C.B. Fry (born 1872). The cricketer’s party trick – which he performed well into his seventies – was to face a mantelpiece and leap upwards, turning as went so that he landed on the mantelpiece facing his audience, to whom he would then bow.
In 1923 Lady Elizabeth Bowes-Lyon (later the Queen Mother) married the Duke of York. On her way into Westminster Abbey she laid her bouquet on the Tomb of the Unknown Warrior, in memory of her brother Fergus, who had been killed in World War I. Subsequent royal brides at the Abbey – including Kate Middleton in 2011 – have also laid their bouquets on the tomb. The Archbishop of Canterbury would not allow the service to be broadcast on the radio, as he was concerned that ‘men might listen to it in public houses’.
Rudolf Hess (born 1894). One of the soldiers who guarded Hess at Berlin’s Spandau prison after World War II was a young Bernard Manning.

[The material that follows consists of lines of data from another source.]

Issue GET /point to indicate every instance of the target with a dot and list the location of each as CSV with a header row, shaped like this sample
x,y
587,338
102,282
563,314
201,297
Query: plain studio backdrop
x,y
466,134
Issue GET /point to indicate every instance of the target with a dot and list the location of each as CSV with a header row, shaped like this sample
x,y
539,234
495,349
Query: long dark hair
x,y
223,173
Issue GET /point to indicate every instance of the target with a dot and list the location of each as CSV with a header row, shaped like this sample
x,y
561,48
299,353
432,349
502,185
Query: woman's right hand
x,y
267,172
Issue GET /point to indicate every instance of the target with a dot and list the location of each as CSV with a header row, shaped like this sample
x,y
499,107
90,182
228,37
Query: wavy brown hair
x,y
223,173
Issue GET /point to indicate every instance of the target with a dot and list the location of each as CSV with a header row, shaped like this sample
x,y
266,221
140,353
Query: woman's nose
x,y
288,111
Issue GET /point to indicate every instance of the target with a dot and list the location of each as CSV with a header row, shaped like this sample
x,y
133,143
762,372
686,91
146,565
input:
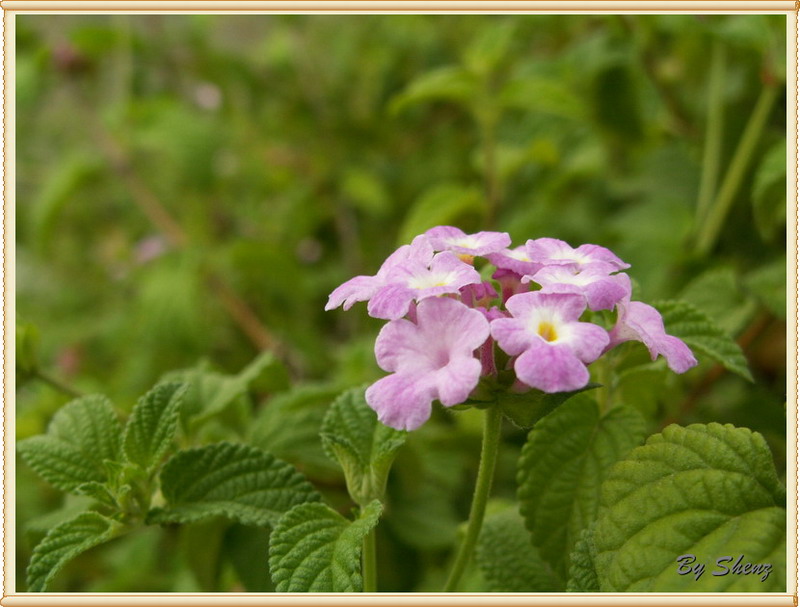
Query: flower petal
x,y
401,401
551,368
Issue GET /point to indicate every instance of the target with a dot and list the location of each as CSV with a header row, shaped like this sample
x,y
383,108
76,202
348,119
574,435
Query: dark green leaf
x,y
562,467
240,482
152,425
315,549
365,448
702,334
704,490
66,541
507,559
529,407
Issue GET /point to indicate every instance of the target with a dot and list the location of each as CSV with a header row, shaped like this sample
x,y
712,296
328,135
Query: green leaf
x,y
769,192
315,549
582,574
545,95
81,436
768,284
450,83
238,481
702,334
365,448
288,427
508,560
152,425
704,490
529,407
65,542
561,468
443,204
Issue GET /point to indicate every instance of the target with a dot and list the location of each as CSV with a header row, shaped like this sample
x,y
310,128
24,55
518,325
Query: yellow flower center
x,y
547,331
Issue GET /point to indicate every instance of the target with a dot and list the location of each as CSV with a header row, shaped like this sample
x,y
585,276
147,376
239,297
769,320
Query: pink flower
x,y
363,288
601,290
551,345
414,281
448,238
640,322
515,260
551,251
432,359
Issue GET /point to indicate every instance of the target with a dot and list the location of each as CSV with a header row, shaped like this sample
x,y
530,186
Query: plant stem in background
x,y
491,439
712,149
712,226
368,563
57,384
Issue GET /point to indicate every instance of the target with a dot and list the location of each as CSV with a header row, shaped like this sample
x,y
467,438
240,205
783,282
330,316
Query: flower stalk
x,y
491,440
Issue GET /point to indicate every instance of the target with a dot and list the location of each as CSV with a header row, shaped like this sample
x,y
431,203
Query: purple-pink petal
x,y
449,238
430,359
602,291
641,322
551,251
402,401
515,260
551,368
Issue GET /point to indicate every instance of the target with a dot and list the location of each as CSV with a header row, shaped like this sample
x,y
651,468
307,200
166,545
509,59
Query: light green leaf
x,y
365,448
238,481
152,425
91,424
582,574
443,204
768,284
65,542
718,294
81,436
561,468
289,424
545,95
507,559
702,334
704,490
450,83
315,549
769,192
529,407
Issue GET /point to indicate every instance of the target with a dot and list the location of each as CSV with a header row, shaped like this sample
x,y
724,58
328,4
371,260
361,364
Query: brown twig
x,y
241,313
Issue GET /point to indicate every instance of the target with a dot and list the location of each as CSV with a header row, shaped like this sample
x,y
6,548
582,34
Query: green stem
x,y
733,178
712,150
368,563
57,384
483,485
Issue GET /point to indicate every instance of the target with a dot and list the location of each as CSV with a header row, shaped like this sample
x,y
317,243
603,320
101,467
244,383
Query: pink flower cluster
x,y
444,319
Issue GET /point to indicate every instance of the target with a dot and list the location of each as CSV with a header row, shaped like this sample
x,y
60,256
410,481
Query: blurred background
x,y
191,187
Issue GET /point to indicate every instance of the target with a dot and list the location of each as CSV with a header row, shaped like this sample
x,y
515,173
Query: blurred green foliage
x,y
191,187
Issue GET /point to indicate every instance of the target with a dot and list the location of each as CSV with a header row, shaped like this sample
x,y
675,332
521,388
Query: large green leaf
x,y
66,541
506,557
238,481
702,334
582,574
316,549
702,491
365,448
152,425
81,436
562,467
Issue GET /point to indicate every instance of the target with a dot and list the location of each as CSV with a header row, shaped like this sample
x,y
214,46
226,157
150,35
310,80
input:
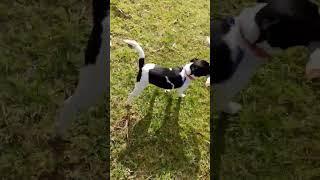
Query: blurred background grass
x,y
276,135
41,50
168,138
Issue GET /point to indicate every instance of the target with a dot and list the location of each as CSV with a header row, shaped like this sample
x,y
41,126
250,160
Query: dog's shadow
x,y
163,151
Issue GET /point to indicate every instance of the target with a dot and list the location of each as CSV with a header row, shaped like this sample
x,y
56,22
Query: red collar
x,y
259,52
189,76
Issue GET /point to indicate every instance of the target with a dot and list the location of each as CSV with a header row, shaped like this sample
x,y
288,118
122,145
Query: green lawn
x,y
276,135
41,50
168,137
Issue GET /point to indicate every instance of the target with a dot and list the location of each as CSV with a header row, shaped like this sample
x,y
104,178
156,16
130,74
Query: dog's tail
x,y
133,44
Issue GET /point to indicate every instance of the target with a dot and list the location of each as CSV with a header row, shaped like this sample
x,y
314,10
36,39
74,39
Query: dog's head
x,y
198,68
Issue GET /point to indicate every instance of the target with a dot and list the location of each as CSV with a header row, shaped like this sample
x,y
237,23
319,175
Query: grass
x,y
168,137
276,135
41,50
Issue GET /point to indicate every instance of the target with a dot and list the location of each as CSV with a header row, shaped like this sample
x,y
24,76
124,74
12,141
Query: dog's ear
x,y
194,59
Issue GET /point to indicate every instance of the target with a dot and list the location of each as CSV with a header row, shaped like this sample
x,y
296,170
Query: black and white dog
x,y
242,44
167,78
92,84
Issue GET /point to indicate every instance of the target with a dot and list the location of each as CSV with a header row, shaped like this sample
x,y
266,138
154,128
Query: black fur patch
x,y
160,76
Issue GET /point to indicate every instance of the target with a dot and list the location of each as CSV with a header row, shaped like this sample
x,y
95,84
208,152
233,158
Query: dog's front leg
x,y
182,89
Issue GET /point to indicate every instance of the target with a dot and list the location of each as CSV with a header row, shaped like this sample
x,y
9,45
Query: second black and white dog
x,y
167,78
241,45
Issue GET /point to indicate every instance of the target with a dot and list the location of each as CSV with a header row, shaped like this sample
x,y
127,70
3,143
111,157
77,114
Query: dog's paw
x,y
208,82
233,108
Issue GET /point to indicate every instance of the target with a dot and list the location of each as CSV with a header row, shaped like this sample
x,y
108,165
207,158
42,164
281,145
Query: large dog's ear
x,y
194,59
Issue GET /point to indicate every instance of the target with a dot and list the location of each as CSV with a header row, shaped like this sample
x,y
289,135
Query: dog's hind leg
x,y
138,88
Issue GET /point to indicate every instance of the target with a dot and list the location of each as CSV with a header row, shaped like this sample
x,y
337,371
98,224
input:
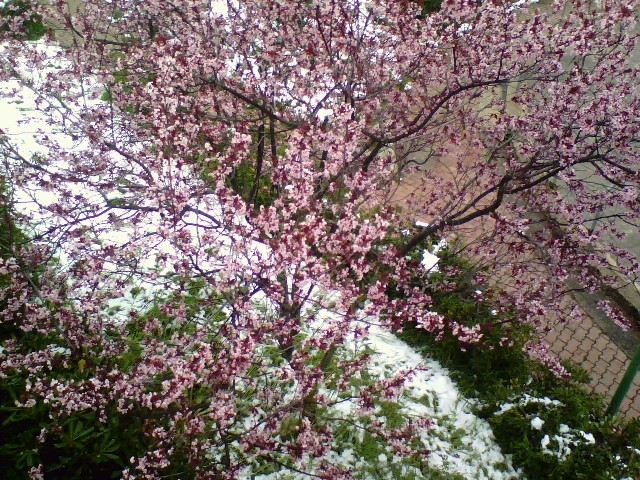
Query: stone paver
x,y
585,343
590,347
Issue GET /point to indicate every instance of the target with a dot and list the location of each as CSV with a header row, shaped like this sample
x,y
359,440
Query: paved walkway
x,y
602,349
595,343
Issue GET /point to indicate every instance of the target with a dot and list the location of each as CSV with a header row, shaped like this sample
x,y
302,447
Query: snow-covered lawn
x,y
459,442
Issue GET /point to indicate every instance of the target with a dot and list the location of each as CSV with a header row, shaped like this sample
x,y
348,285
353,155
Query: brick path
x,y
588,343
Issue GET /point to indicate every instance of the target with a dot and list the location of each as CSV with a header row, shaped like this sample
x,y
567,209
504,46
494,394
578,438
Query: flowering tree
x,y
238,160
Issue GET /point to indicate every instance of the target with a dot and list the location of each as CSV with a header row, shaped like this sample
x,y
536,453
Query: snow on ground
x,y
474,455
460,443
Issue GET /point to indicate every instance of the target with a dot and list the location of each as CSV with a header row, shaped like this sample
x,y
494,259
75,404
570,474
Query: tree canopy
x,y
238,162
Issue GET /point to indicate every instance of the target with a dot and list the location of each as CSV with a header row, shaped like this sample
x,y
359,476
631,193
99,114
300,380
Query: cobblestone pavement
x,y
587,342
589,346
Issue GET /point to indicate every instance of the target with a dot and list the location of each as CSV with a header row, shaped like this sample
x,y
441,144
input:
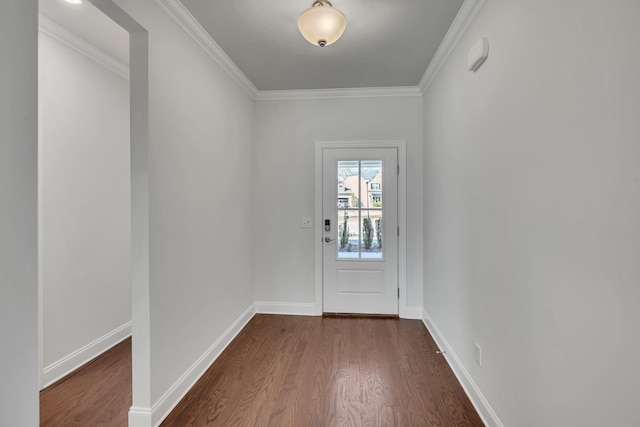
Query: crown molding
x,y
192,27
365,92
69,39
465,17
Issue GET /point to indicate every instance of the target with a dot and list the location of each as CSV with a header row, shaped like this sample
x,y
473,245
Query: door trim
x,y
401,145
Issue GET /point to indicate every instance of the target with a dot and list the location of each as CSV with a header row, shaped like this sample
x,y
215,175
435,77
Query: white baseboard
x,y
486,412
176,392
411,312
287,308
73,361
139,417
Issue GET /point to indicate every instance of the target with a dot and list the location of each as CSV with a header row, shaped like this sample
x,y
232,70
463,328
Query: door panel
x,y
360,218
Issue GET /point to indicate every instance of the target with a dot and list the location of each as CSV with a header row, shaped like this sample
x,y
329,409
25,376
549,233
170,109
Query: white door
x,y
360,230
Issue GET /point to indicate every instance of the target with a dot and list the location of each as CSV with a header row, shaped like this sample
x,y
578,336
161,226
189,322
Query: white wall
x,y
532,211
85,208
200,138
18,214
285,135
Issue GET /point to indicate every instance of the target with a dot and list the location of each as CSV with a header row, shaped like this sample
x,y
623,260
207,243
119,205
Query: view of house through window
x,y
360,209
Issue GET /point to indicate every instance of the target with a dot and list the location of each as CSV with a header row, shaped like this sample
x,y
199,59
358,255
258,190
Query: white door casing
x,y
360,185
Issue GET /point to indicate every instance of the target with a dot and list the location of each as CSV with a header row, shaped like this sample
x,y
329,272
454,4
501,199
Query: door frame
x,y
401,146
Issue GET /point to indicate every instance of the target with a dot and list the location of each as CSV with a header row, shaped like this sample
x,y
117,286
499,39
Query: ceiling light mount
x,y
322,24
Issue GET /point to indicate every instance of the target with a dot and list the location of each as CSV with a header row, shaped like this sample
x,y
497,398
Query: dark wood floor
x,y
311,371
288,371
97,394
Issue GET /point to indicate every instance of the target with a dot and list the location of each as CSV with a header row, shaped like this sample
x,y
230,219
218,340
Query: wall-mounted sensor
x,y
478,54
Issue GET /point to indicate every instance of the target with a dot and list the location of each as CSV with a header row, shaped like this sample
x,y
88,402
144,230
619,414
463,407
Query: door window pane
x,y
359,209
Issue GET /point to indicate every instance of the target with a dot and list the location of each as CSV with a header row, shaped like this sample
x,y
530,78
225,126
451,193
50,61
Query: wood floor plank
x,y
288,371
97,394
332,371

Samuel Morse (born 1791). When the French navy stopped using Morse code on January 31 1997, their final message was: ‘Calling all. This is our last cry before our eternal silence.’
In 1973, The Dark Side of the Moon by Pink Floyd went to number one on the US Billboard Top 200 album chart. (It didn’t drop off the chart until 1988. Its 741 weeks there remain a record.) The prism on the cover shows six colours of light emerging, not the conventional seven of the rainbow. That convention only exists because seven was Isaac Newton’s favourite number – he split purple into indigo and violet to achieve the total.
Bradley Wiggins (born 1980). The first professional cycling team for which Wiggins rode was owned by Linda McCartney. She insisted that her riders be vegetarian, though as Wiggins later confessed, ‘everyone was sneaking in the bacon sandwiches’.
In 1974, Richard Nixon announced the release of edited transcripts from White House tape recordings connected to the Watergate scandal. They became famous for the phrase ‘expletive deleted’. But as the rather prim Nixon insisted on removing words like ‘Christ’ and ‘hell’, the public got the impression that the conversations were far more explicit than they actually were. Protesters outside the White House held up placards saying ‘Impeach the (expletive deleted)!’
Peter Mayhew (died 2019). The 7’3” actor played Chewbacca, who was inspired by a big hairy dog owned by Star Wars producer George Lucas, which used to ride round on the passenger seat of his car. (The dog’s name was Indiana, which was where Lucas got Dr Jones’s first name.) Chewbacca’s voice was created by mixing recordings of walruses, lions, camels, bears, rabbits, tigers and badgers.
In 1707, the Act of Union joining England and Scotland took effect. The bells of St Giles Cathedral in Edinburgh rang out the tune of ‘Why Should I Be So Sad On My Wedding Day?’